P. Brillante, sí -contestó el entrevistador- ¿Y tras ello? preguntó de nuevo:

R. Tras ello llega el pánico, el riesgo, el momento culmen del sutil cambiazo, con habilidad y sin que nadie se percatara de ello. Después, tras el clímax, por fin, llega el triunfo, claro.

P. Claro, el merecido triunfo. Y dígame, maestro: ¿fue duro para usted hazaña semejante?

R. Pues no -respondió el profesor- en absoluto.

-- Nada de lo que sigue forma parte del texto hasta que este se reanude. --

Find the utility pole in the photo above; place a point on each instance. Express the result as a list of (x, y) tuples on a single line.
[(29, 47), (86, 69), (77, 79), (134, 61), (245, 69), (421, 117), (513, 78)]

Para estas empresas, nuestro país cuenta con un caudal inagotable de seres incompetentes, sí, incompetentes, pero sin el fardo del incómodo escrúpulo, y que son capaces de obtener por medios enigmáticos y foscos, lo que muchos competentes no consiguen y pasan su vida adelgazando de sufrimiento y fatigas en intentos vanos.

P. Parece claro, maestro. ¿Y cuál es su papel en algo tan inextricable?

R. Pues le diré, amigo gacetillero: sin saber bien el significado de esa palabra que usted usa, pero por si acaso, le comunico que formo parte de la esencia y del brillo de las personas que rigen el devenir de nuestro país y lo engrandecen con su perspicacia. Me tengo por hombre proberoso, palabra surgida de mi ingenio, y que no es sino una forma de ser híbrida entre el hombre probo y el poderoso, donde lo probo, cuyo significado apenas recuerdo, ocupa nada ante lo poderoso, que no necesita explicación. ¿Le queda claro?

P. Perfectamente claro, profesor. Y por fin, para no cansarle en demasía ¿qué hacía usted a la hora del quirófano? ¿no son las manos lo que cuenta?

R. Muy cierto, amigo mío: en ese momento solemne en que da comienzo la liturgia del acto quirúrgico con la colocación del campo esterilizado  preventivo de la complicación infecciosa,  y lleno de confianza en mis colaboradores, yo me iba a otro campo a retozar entre las margaritas, y sobre una especialmente, enfermera ella y pendiente de mi firma para un contrato definitivo, siempre dispuesta a aliviarme del estrés que causa mi dura profesión.

Los aplausos inundaron el cielo de la República.